Monday, July 20, 2009

public v. private

Interesting back and forth regarding public v. private approaches to maintaining a national cadastre.

We spoke at length with First American Spatial Solutions during the ILRIS project. Boundary Solutions also. FASS seems to have a more practically tuned machine for moving toward total national parcel coverage, and are receptive to public/private development of a 100% Maine mapdown.

Most remarkable in this ongoing debate is that even at this late date no clear, proven course exists to navigate through these difficult waters. Taxpayers still feel taken (and maybe they are) if their locally funded data ends up repackaged for profit in the hands of aggregators. But the data are public, and it is difficult to deny that subjecting them to modern information technology and freeing them from their silos and stovepipes is the right way to go. It sure seems so aesthetically. And it has sure proven to be the case over and over and over again practically.

So maybe it just comes down to the fact that the private aggregators haven't presented an adequate quid pro quo in this area - a "google sop" - which makes the sense of privacy invasion and asset poaching acceptable since the applied technology delivers sufficient utility to offset it.

Monday, February 23, 2009

happy terminalia

Terminus, in Roman mythology, was the god of boundaries and protector of both limits of private property and of the public territory of Rome. He was represented by a stone or post set up in the ground.

On the 23rd of February (the end of the old Roman year) a festival called Terminalia was held in the ancient city and its environs. Owners of adjacent lands assembled around common boundary stones and crowned their sides of the stones with garlands, incense, fruits, honey and wine. Proceedings closed with songs to the god and general merrymaking, in which all members of the family and friends took part.

Any one who removed a boundary stone was accursed and might be slain with impunity; a fine was afterwards substituted for the death penalty.

Thursday, January 1, 2009

parcels: where they are

Here's a way to actually pan and zoom around the state to see what the parcels look like, where they are available, where they're not, how they match at the edge of town - that sort of thing. At the moment it only includes towns that have received parcel grants and submitted their data to the GeoLibrary, and UT towns. And it's only being used for generic viewing of geometry with some identifiers included. But it's a start.


Friday, September 5, 2008

counties

Making the GIS case to county registries is a fascinating exercise, to be sure. Given the facts on paper, it should be a slam dunk: reams of location-specific data in the form of deeds and registered surveys and easements and all manner of other documents; much of this content already scanned to high quality digital formats; and no existing geospatial linkages permitting this content to be queried and accessed from the GIS context.

So what to do? Obvious! Geotag these scanned documents with an x,y reference that makes it easy to expose them to geographic searches.

And yet... Maybe not so obvious. The registers themselves are admirably dedicated to the serioiusness of the job, which is protecting and maintaining the integrity of vital documents. Any technology or procedural change that threatens this process is rightfully suspect. So the concept of potentially contaminating documents with shoddy geographic referencing is no easy sell to make.

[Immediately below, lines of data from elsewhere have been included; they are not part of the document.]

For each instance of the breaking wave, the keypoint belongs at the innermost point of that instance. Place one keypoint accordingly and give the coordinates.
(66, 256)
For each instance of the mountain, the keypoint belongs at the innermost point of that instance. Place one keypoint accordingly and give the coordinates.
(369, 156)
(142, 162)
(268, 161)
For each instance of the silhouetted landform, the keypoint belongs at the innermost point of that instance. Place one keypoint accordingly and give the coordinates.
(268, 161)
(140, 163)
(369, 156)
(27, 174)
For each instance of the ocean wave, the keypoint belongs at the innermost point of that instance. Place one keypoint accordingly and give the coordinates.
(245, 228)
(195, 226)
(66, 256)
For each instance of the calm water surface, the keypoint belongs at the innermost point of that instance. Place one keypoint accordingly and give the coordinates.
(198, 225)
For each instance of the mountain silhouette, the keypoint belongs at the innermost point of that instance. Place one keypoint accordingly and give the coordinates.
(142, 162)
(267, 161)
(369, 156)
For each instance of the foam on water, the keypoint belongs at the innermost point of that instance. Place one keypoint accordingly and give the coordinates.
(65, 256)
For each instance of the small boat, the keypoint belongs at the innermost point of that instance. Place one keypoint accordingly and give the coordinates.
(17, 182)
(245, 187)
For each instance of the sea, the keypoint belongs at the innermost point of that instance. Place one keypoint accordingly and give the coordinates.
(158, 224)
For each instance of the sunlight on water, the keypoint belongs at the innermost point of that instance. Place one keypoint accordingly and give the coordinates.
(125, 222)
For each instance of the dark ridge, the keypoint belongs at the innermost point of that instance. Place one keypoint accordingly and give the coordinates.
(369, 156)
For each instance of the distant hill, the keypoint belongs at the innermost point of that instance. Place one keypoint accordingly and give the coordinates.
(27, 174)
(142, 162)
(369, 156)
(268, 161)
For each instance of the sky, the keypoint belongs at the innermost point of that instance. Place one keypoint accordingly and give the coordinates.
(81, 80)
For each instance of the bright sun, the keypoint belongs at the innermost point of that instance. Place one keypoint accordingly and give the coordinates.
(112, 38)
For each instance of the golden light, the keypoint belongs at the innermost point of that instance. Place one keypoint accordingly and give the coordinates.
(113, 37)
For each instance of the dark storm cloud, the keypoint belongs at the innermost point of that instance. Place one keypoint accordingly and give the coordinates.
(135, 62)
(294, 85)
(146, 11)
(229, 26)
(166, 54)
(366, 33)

It warrants serious consideration though. As information technology increases access to public records, whole new categories of opportunites tend to arise. It would be rewarding to see the County Registries benefit from these opportunities.

Wednesday, September 3, 2008

enforced inefficiency

Even if plenty of resources are available to implement a statewide digital land records system; even if a seamless, fault tolerant, all inclusive technical plan is created and implemented; even if all data from all registries and municipalities throughout Maine could be marshalled into a database that allowed querying on any aspect of any parcel and its attributes - even then, the privacy issue would stand in the way.

As I spent some time this week on dirt camp roads and woods paths I wondered a lot about the benefits of not always having access to the straightest line or the widest road to get where one is going. If I do not need to spend time in a town office or deeds registry, to show my face or get to know local officials in the process of prospecting for property or investigating land, I free up resources that I and others would spend searching. So there is an efficiency gain. But is some interaction that may be beneficial from the local perspective, some check and balance of personal introduction and exposure to those keeping the records - is some element of this necessary to protect the land?

Tuesday, April 1, 2008

mma tech + land records

The planning team presented the project to a large and engaged crowd at the Maine Municipal Association Technology Conference on March 18. The Integrated Land Records System slides from that presentation are avaialble below:

SlideShare | View |

public + accessible, circa 1980

In 1980 the National Research Council published a study titled "Need for a Multipurpose Cadastre." Many important studies on the topic have been produced since this one, but it stands as a kind of ur-document for multijurisdictional, large area cadastral planning in this country. From this study, a critical quote:

“The land-transfer process in North America is founded on the principle of publicity, the concept that all information relating to the nature and extent of interests vesting in a legal parcel of land must be available for public inspection” (NRC, 1980, p. 9).

This is by no means universally understood to be true here in America and Maine.